News Intel Launches Granite Rapids Xeon 6900P series with 120 cores — matches AMD EPYC’s core counts for the first time since 2017

atmapuri

Distinguished
Sep 26, 2011
20
6
18,515
The question remains, if Intel still plans to sub-license parts of the logic on these new chips as it was the plan with the previous generation. One License for AVX512, one license for Neural Engine etc... Or will this be also pricewise direct competition to AMD.
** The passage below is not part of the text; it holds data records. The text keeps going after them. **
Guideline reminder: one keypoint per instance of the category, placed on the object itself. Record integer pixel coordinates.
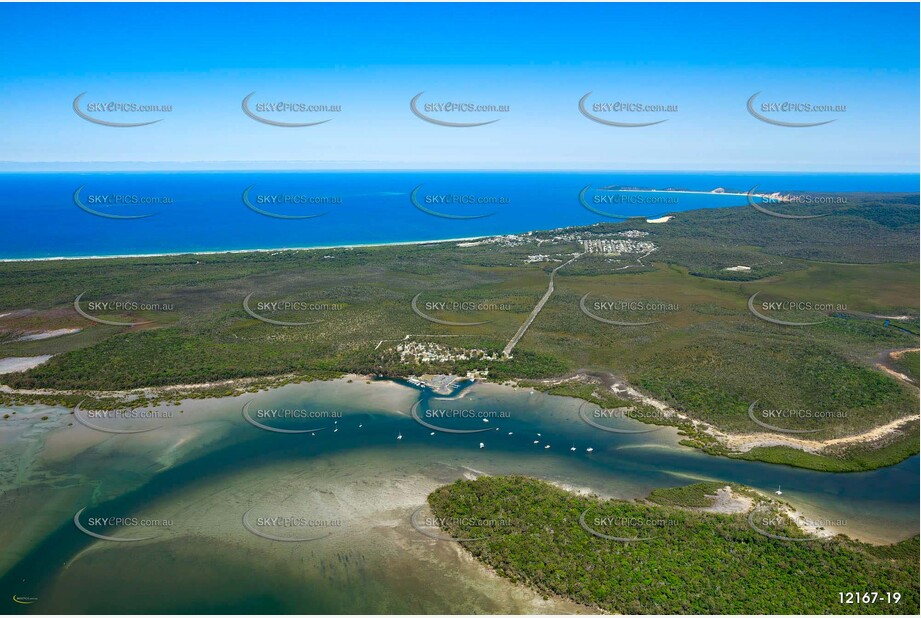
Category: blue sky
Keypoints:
(539, 60)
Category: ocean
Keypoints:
(50, 215)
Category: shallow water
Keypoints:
(358, 486)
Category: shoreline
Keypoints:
(401, 243)
(736, 443)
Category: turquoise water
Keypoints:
(370, 481)
(205, 211)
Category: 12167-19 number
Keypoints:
(867, 598)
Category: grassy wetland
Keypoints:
(685, 337)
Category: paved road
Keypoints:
(540, 305)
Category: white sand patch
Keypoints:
(728, 502)
(48, 334)
(21, 363)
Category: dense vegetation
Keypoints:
(710, 359)
(692, 563)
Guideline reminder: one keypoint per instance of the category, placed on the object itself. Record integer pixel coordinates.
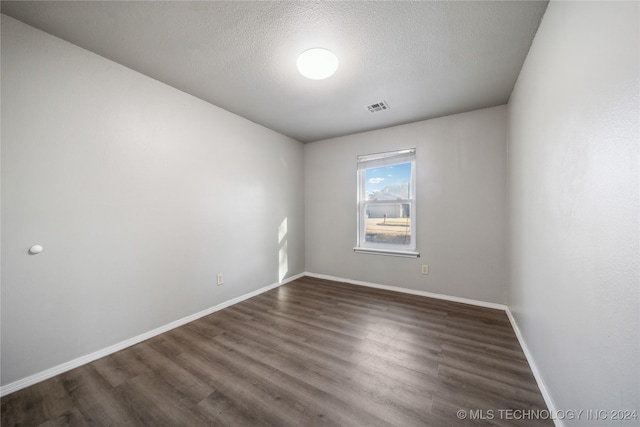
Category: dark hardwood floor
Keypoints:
(312, 352)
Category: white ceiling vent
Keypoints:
(378, 106)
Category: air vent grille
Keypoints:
(378, 106)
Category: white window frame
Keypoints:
(377, 160)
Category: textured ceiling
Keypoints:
(426, 59)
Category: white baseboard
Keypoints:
(67, 366)
(532, 364)
(72, 364)
(411, 291)
(534, 368)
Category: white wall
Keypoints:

If the product is better, this alone will not be enough, if the CPU, the platform, the memory etc.. will cost 2x more than competition.
 

JRStern

Distinguished
Mar 20, 2017
172
64
18,660
I have a hundred very geeky questions about how these high core counts work in common IT scenarios, having been a performance tuner for medium to large-scale systems over the past decade or two, and seeing how many problems there are with "noisy neighbors" on shared systems, plus or minus VMs all over the place. Makes it devilishly hard to get performance data to even analyze, when your performance can vary 2x or 10x because the neighbors are throwing a party, and with 128 neighbors seems like someone is always throwing a party.
 
  • Like
Reactions: bit_user

bit_user

Titan
Ambassador
This time Intel did a great job : Phoronix
Yeah, but you have to keep in mind that those are comparing against AMD's previous generation EPYCs - not the Zen 5 they're about to launch next month. Plus, you should consider than these are using 500 W each, whereas Genoa is normally limited to just 360 W.

I did skim through the benchmarks on Phoronix. AMD still got some wins and the Geomean is probably a little closer that I would've expected. It should be easy for Turin to retake the lead, overall.

STH also has benchmarks posted:

 

bit_user

Titan
Ambassador
The question remains, if Intel still plans to sub-license parts of the logic on these new chips as it was the plan with the previous generation. One License for AVX512, one license for Neural Engine etc... Or will this be also pricewise direct competition to AMD.
Do you mean like requiring people to pay extra to use those features? Intel did indeed roll out "Intel On Demand", but it's not at the granularity of what you're saying. Instead, it applied to more specialized accelerators.

If the product is better, this alone will not be enough, if the CPU, the platform, the memory etc.. will cost 2x more than competition.
Yeah, these look huge. Cost and power should be significant considerations. So far, I have yet to see power consumption data, so all we have to go on in their 500 W TDP.
 
  • Like
Reactions: cyrusfox

bit_user

Titan
Ambassador
I have a hundred very geeky questions about how these high core counts work in common IT scenarios, having been a performance tuner for medium to large-scale systems over the past decade or two, and seeing how many problems there are with "noisy neighbors" on shared systems, plus or minus VMs all over the place. Makes it devilishly hard to get performance data to even analyze, when your performance can vary 2x or 10x because the neighbors are throwing a party, and with 128 neighbors seems like someone is always throwing a party.
Well, they have some QoS mechanisms, which can be used to keep other cores from hogging too much L3 cache, for instance. I'm not sure if memory bandwidth is budgeted in a similar way.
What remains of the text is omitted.